IgG controls: Include isotype-matched IgG in parallel immunoprecipitations to identify non-specific binding.
Reciprocal immunoprecipitation: Confirm interactions by performing pulldowns in both directions (i.e., immunoprecipitate with anti-NR4A1 and probe for interacting protein, then immunoprecipitate with antibody against the interacting protein and probe for NR4A1).
Competitive blocking: Use immunogenic peptides to verify antibody specificity in the immunoprecipitation.
Treatment conditions: When studying how treatments affect interactions (e.g., NR4A1 agonist Csn-B enhancing the interaction between NR4A1 and CAP1), include appropriate vehicle controls and dose-response analyses .
Knockout/knockdown validation: Perform interactions studies in NR4A1-deficient platelets to confirm specificity of the observed interactions.
These controls collectively ensure that detected protein-protein interactions are specific and physiologically relevant.
How can I differentiate between transcriptional and nongenomic effects of NR4A1 in my research?
Distinguishing between transcriptional and nongenomic effects of NR4A1 requires specific experimental approaches:
Cell type selection: Study NR4A1 in anucleate cells like platelets where transcriptional effects are impossible. As platelets lack nuclei, any observed effects of NR4A1 must occur through nongenomic mechanisms .
Rapid timeframe analysis: Nongenomic effects typically occur within minutes, while transcriptional effects require hours. Time-course experiments can help distinguish between these mechanisms.
Subcellular localization: Track NR4A1 localization using immunofluorescence microscopy. Nuclear translocation suggests potential transcriptional activity, while cytoplasmic retention indicates nongenomic functions.
Direct protein-protein interaction studies: Use co-immunoprecipitation and mass spectrometry to identify NR4A1-interacting proteins involved in nongenomic signaling (e.g., CAP1 in platelets) .
Signaling pathway analysis: Monitor immediate downstream effects like rapid changes in second messenger levels (e.g., cAMP) and protein phosphorylation events (e.g., VASP phosphorylation) that occur too quickly to be explained by transcriptional mechanisms .
Transcription inhibitors: In nucleated cells, use transcription inhibitors (e.g., actinomycin D) or translation inhibitors (e.g., cycloheximide) to block gene expression effects and isolate nongenomic actions.
This multifaceted approach allows researchers to clearly delineate the nongenomic functions of NR4A1 from its well-established transcriptional roles.
What methodological approaches can be used to study NR4A1 as a therapeutic target in cardiovascular disease?

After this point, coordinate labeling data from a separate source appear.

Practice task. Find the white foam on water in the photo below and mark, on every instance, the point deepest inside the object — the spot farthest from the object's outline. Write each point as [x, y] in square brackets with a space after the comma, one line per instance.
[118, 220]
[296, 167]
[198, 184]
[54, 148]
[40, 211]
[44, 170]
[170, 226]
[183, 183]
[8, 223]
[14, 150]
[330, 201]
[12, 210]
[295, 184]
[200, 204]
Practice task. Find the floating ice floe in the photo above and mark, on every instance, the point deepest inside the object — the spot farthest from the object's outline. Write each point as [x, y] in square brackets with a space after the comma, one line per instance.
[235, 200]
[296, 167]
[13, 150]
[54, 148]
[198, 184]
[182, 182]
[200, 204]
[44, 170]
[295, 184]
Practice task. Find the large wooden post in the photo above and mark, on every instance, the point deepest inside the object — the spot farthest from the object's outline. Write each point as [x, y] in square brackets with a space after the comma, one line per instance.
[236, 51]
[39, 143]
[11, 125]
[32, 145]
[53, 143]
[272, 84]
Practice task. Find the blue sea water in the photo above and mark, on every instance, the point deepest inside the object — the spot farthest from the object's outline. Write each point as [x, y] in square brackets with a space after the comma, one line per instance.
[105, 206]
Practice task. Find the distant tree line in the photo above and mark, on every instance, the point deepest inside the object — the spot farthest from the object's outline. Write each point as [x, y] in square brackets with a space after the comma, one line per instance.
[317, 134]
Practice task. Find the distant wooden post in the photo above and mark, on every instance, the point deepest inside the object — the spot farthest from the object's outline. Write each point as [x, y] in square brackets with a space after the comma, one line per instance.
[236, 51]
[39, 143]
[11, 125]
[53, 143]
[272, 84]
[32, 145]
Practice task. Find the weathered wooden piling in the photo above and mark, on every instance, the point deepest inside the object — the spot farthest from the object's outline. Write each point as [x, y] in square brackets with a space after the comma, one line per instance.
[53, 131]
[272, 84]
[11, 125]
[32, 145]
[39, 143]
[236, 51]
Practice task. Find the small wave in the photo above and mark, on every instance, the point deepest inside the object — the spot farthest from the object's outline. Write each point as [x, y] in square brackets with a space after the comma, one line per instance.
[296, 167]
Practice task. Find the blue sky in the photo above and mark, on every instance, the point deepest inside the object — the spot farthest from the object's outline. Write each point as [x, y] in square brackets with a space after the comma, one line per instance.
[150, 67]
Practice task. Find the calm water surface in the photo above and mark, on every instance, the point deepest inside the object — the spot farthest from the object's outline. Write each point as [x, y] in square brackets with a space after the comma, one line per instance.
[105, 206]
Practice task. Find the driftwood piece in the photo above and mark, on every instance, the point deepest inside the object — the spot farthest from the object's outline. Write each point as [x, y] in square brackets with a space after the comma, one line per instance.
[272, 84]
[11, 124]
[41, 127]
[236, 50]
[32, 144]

Investigating NR4A1 as a therapeutic target in cardiovascular disease requires integrated approaches:
Platelet function assessment: Evaluate the effects of NR4A1 agonists on platelet activation using aggregometry, flow cytometry (for integrin activation and granule release), and spreading assays. Studies have shown that NR4A1 agonists inhibit platelet activation in both healthy and hypercholesterolemic conditions .
Ex vivo and in vivo thrombosis models: Test NR4A1 agonists in various thrombosis models to assess their antithrombotic potential. Research has demonstrated that NR4A1 negatively regulates thrombus formation in multiple models .

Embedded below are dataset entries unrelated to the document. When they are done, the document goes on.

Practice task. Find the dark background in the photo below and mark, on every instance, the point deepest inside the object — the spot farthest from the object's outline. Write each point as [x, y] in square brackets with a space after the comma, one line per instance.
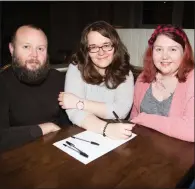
[64, 21]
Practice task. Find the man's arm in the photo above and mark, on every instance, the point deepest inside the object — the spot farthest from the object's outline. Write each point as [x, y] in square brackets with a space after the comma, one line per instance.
[11, 137]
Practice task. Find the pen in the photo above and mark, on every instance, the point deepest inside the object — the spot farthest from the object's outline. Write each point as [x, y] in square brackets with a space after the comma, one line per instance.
[95, 143]
[116, 116]
[70, 145]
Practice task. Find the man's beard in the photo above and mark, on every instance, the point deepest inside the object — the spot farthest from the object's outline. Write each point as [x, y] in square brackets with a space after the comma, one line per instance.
[27, 76]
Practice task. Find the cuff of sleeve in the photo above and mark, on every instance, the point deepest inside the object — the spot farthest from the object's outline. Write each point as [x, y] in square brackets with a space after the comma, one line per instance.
[36, 131]
[138, 119]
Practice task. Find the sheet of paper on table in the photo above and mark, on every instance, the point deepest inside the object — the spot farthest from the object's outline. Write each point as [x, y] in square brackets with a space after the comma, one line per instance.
[93, 151]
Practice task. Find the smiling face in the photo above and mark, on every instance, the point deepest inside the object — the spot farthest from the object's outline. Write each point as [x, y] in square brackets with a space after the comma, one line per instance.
[104, 56]
[167, 55]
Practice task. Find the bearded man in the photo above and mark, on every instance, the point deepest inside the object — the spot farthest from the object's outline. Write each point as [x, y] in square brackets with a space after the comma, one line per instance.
[29, 90]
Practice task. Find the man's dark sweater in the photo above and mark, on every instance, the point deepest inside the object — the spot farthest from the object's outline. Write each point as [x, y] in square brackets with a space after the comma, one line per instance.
[23, 107]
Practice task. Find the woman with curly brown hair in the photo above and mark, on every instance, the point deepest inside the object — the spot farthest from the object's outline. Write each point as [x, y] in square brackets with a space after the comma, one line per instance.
[164, 91]
[99, 81]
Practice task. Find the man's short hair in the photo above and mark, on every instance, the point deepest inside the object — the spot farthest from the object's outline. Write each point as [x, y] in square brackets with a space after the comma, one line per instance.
[13, 38]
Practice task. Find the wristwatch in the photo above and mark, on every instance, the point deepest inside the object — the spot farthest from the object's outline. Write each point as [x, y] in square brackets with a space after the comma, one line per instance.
[80, 105]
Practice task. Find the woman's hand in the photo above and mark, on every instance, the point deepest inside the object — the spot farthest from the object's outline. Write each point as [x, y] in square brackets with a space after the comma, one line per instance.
[67, 100]
[119, 130]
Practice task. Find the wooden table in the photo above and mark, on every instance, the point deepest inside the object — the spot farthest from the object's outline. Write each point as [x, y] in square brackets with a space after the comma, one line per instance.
[150, 160]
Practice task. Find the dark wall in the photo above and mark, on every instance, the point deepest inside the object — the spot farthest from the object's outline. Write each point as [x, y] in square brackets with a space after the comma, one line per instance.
[64, 21]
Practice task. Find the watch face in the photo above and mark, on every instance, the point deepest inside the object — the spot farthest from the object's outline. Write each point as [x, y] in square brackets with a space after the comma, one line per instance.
[80, 105]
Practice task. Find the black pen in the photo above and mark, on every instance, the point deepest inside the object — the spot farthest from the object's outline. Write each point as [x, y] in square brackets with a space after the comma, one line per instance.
[70, 145]
[95, 143]
[116, 116]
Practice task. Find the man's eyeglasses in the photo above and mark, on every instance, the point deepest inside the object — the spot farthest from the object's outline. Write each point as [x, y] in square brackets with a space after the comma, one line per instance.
[105, 48]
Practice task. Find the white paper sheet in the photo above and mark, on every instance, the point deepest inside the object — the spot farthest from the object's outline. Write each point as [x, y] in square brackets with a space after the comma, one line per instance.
[93, 151]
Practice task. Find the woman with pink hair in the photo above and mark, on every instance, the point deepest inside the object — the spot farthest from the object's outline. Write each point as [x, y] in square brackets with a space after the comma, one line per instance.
[164, 91]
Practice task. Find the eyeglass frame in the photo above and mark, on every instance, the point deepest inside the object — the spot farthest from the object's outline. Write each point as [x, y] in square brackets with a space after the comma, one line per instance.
[112, 46]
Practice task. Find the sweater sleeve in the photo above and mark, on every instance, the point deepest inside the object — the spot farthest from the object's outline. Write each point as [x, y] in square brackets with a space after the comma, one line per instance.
[123, 99]
[11, 137]
[135, 109]
[174, 126]
[74, 84]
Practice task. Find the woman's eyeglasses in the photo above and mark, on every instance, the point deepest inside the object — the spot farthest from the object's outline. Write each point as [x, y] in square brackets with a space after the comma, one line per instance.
[105, 48]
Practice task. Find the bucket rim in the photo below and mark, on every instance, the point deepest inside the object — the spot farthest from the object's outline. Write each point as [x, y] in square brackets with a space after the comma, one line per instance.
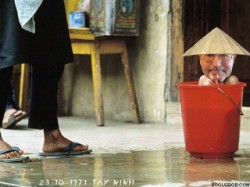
[191, 84]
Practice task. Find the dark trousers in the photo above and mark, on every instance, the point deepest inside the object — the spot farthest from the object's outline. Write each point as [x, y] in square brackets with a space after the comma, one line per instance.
[44, 88]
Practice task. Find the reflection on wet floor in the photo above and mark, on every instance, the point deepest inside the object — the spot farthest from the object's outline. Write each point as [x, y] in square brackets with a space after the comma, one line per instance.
[171, 167]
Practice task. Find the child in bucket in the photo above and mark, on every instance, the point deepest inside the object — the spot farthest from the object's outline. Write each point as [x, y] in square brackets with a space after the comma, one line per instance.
[217, 52]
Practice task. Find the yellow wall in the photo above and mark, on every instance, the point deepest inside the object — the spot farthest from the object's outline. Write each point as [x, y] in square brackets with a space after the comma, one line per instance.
[70, 6]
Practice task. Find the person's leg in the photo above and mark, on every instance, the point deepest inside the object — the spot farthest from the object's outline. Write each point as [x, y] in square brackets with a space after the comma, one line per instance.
[13, 112]
[5, 78]
[43, 106]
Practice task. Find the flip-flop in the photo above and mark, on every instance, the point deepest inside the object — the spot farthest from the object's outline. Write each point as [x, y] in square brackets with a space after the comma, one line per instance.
[68, 150]
[19, 159]
[13, 120]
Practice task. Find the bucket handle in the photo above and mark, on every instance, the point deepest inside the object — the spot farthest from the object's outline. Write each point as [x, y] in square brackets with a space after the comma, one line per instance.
[231, 100]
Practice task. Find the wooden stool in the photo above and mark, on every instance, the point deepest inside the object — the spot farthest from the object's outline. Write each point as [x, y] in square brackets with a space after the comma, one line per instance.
[85, 43]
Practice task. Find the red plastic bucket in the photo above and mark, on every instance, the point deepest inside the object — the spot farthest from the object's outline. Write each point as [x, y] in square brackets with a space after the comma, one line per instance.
[211, 118]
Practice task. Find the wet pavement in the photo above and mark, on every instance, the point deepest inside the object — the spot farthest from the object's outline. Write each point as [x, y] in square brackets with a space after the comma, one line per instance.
[124, 154]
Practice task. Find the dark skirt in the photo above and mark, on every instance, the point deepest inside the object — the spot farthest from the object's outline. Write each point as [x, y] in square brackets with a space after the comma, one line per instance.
[50, 43]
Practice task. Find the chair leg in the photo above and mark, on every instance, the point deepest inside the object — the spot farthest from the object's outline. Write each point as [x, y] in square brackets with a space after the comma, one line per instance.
[130, 84]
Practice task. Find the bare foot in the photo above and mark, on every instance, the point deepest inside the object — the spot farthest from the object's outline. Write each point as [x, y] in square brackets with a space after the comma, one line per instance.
[10, 155]
[55, 141]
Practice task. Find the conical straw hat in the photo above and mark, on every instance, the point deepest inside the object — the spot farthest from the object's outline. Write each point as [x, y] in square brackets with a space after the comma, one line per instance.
[216, 42]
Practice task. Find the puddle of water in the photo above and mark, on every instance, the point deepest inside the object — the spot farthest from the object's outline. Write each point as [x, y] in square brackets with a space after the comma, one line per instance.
[172, 167]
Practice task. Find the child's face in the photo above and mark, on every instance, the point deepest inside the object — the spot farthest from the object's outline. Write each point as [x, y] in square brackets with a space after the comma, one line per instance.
[217, 66]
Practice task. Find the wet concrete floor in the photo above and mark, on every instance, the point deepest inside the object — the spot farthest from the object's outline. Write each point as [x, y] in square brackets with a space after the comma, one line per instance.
[147, 155]
[171, 167]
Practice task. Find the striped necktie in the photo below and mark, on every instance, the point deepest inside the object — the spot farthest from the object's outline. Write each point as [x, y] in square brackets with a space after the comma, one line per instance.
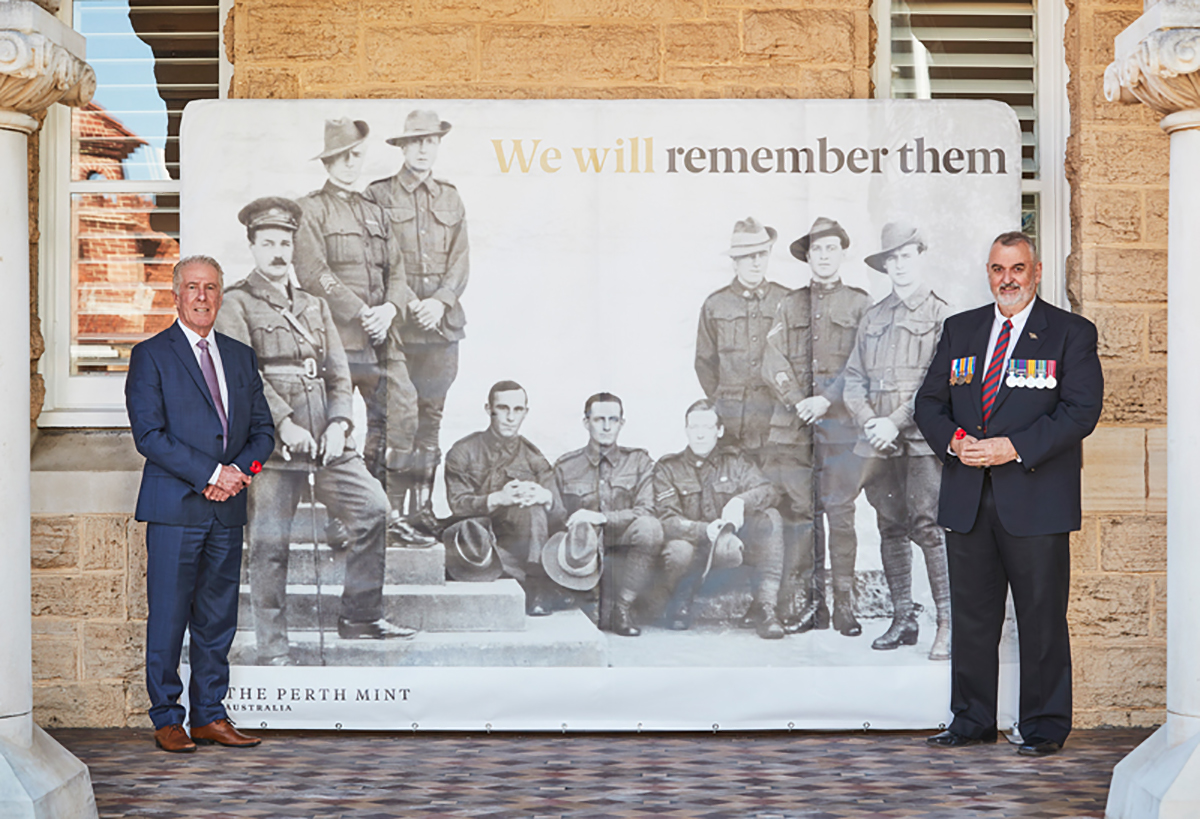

Hypercholesterolemic models: Since NR4A1 is upregulated in platelets under hypercholesterolemic conditions, investigate whether NR4A1 agonists can normalize platelet hyperreactivity in these settings. Studies have confirmed that NR4A1 agonists significantly inhibit the activation of hypercholesterolemic platelets to the levels of control platelets .

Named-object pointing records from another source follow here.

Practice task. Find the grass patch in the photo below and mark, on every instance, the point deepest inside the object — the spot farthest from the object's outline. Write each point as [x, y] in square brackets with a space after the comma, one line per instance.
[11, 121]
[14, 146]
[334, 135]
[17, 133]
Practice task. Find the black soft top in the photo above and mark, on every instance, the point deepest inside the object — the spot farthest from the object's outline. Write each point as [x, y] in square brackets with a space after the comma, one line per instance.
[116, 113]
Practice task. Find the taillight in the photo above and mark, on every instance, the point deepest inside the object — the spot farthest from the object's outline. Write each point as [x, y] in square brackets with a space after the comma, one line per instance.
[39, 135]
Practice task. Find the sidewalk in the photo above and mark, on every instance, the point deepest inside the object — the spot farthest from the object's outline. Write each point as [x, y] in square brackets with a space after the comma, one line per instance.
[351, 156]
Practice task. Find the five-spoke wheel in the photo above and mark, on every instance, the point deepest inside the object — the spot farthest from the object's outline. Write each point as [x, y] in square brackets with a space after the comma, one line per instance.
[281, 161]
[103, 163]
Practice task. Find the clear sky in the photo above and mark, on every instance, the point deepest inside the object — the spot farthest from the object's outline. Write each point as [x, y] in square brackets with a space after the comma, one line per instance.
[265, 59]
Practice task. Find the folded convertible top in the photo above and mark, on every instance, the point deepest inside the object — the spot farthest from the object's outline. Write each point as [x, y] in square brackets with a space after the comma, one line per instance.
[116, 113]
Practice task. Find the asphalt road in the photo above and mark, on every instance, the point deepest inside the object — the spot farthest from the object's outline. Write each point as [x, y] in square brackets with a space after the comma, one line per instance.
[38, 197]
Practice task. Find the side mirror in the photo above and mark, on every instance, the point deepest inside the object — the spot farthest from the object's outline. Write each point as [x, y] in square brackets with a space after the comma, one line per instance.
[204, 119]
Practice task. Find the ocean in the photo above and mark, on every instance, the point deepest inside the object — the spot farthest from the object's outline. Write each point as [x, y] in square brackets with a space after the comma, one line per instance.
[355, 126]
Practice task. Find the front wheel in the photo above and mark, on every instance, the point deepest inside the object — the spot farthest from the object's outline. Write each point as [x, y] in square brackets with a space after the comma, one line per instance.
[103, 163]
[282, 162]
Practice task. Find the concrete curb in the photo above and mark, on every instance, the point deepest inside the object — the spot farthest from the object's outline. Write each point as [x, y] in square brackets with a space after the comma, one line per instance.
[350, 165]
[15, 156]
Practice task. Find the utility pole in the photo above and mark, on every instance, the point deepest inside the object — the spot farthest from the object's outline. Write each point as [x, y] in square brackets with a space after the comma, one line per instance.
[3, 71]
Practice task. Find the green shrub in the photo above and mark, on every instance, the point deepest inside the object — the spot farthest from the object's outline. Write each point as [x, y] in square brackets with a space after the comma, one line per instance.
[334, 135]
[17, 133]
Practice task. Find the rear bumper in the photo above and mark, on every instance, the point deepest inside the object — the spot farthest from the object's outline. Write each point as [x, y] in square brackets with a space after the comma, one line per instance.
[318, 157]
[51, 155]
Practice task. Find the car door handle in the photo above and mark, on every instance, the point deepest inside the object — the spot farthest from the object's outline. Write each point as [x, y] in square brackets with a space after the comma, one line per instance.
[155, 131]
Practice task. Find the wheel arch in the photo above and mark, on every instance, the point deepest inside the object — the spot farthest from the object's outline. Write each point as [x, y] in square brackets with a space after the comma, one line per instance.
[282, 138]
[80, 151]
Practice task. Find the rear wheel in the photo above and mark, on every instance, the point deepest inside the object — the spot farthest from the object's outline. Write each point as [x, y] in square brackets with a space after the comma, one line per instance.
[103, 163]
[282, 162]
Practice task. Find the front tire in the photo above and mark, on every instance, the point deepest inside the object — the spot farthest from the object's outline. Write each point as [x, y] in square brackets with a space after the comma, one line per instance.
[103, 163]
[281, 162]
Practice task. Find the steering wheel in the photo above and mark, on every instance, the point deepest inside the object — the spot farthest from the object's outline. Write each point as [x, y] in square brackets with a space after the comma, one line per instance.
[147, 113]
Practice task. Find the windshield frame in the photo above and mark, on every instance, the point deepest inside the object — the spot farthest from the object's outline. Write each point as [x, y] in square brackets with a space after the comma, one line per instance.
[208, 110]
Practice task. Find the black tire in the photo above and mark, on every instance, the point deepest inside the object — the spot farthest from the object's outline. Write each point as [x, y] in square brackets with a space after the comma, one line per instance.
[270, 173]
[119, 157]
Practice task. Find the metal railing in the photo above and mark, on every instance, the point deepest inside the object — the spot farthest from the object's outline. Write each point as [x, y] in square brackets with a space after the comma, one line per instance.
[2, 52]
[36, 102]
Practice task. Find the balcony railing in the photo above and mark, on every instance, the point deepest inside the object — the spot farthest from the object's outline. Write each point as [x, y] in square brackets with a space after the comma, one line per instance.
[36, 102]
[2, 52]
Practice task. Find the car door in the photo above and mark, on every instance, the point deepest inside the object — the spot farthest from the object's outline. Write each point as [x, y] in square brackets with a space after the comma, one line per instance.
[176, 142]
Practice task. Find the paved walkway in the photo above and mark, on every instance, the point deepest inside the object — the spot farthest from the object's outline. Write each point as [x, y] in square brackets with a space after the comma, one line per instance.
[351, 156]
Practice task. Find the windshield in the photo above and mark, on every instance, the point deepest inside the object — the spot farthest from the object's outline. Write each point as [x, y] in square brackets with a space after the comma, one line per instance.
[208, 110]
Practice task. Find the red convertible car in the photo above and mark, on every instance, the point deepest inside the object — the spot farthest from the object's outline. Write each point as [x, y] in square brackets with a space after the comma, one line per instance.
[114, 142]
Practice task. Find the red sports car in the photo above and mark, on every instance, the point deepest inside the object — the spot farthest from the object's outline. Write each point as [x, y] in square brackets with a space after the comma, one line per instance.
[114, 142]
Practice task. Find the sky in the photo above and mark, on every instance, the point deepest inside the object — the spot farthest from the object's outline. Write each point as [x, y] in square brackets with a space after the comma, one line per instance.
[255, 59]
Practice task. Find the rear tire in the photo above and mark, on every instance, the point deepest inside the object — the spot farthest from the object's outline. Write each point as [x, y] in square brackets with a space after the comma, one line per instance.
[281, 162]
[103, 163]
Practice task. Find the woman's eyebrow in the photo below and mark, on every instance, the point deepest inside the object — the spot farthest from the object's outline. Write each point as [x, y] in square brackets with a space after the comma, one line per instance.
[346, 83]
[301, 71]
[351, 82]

Combined anti-atherosclerotic and antithrombotic assessment: Given that NR4A1 has been reported to have anti-atherosclerotic effects in addition to its antithrombotic activity, investigate both aspects simultaneously to develop comprehensive therapeutic approaches for atherothrombotic disease .
Drug delivery and pharmacokinetic studies: Develop and test delivery systems for NR4A1 agonists that can effectively target platelets and other relevant cardiovascular cells.
This integrated approach recognizes the multifaceted role of NR4A1 in cardiovascular pathophysiology and leverages this understanding for therapeutic development.